Sauf qu'il tire l'essentiel de sa diabolisation de l'évolution de
l'article de Bergman et que Bergman est très clair là-dessus: "Si le darwinisme est une vérité, alors Hitler était notre sauveur, et nous l’avons crucifié. Comme résultat, la race humaine souffrira atrocement. Si le darwinisme n’est pas une vérité, ce qu’Hitler a tenté de faire doit être classé parmi les crimes les plus abominables de l’Histoire, et Darwin doit être perçu comme le père de l’une des philosophies les plus destructrices de l’Histoire". Pour Bergman l'idée défendue est bien que le darwinisme est "une des philosophies les plus destructrices de l'histoire" car le nier revient à accepter que les nazis avaient raison (et que Hitler est plus fort que Jésus

). Il y a bien mélange de théorie et conséquences.
Reste plus à Julien qu'à prétendre qu'il se "fout de ce que Bergman pense", qu'il ne faut prendre dans ce texte - retrouvé sur le site de son association - que la défense de la prétendue inspiration directe des nazis dans le darwinisme mais pas du tout la tentative de diabolisation.
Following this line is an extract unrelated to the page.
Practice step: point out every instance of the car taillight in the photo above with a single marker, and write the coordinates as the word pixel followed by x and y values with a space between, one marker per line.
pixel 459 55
Comme si ce n'était pas le but recherché

De toute façon, "
ce n'est pas vraiment le point [que Julien] essaie de soulever"... et c'est sans doute pour ça qu'il insiste autant dessus sans expliquer clairement ce fumeux "point". Parce que ce "point" ne peut pas être "ne pas mélanger conséquences et théories".
Jean-François
* Il sait que poser un portrait juste des choses l'obligerait à concéder beaucoup à l'évolution.
** Beaucoup de croyants vont plus loin: leur religion ou leur foi en Dieu les rend supérieurs à ceux qui ne partagent pas cette religion ou foi (ils sont choisis par Dieu, après tout), quand ils ne sont pas franchement racistes/homophobes/misogynes/etc. sur la base d'une interprétation littérale de la Bible. Des exemples ont été donnés. C'est sûr qu'on ne peut juger la religion sur ces extrêmes. Mais Julien, en tentant - tout en prétendant, par hypocrisie ou stupidité, ne pas le faire - de diaboliser l'évolution (et l'athéisme) par association avec le nazisme ou autres régimes totalitaires, s'expose à ce qu'on lui renvoie ce que sa poutre l'empêche de voir.
*** En plus de l'inversion de causalité (il est évident que la foi ou la croyance en dieu n'est pas une conséquence - il n'a jamais été en mesure de le prouver - du créationnisme mais bien l'inverse), on notera aussi la dichotomie juliénesque: du créationnisme ne proviendra que du bon (enfin pour lui) et du darwinisme que du mauvais: athéisme, immoralité et motivation de politiques raciales, d’épuration sociale. Les derniers points ne sont pas associés au créationnisme, qui est "forcément" blanc comme neige. Cela sans aucune démonstration, juste des présupposés (que son créateur est forcément bon, etc.).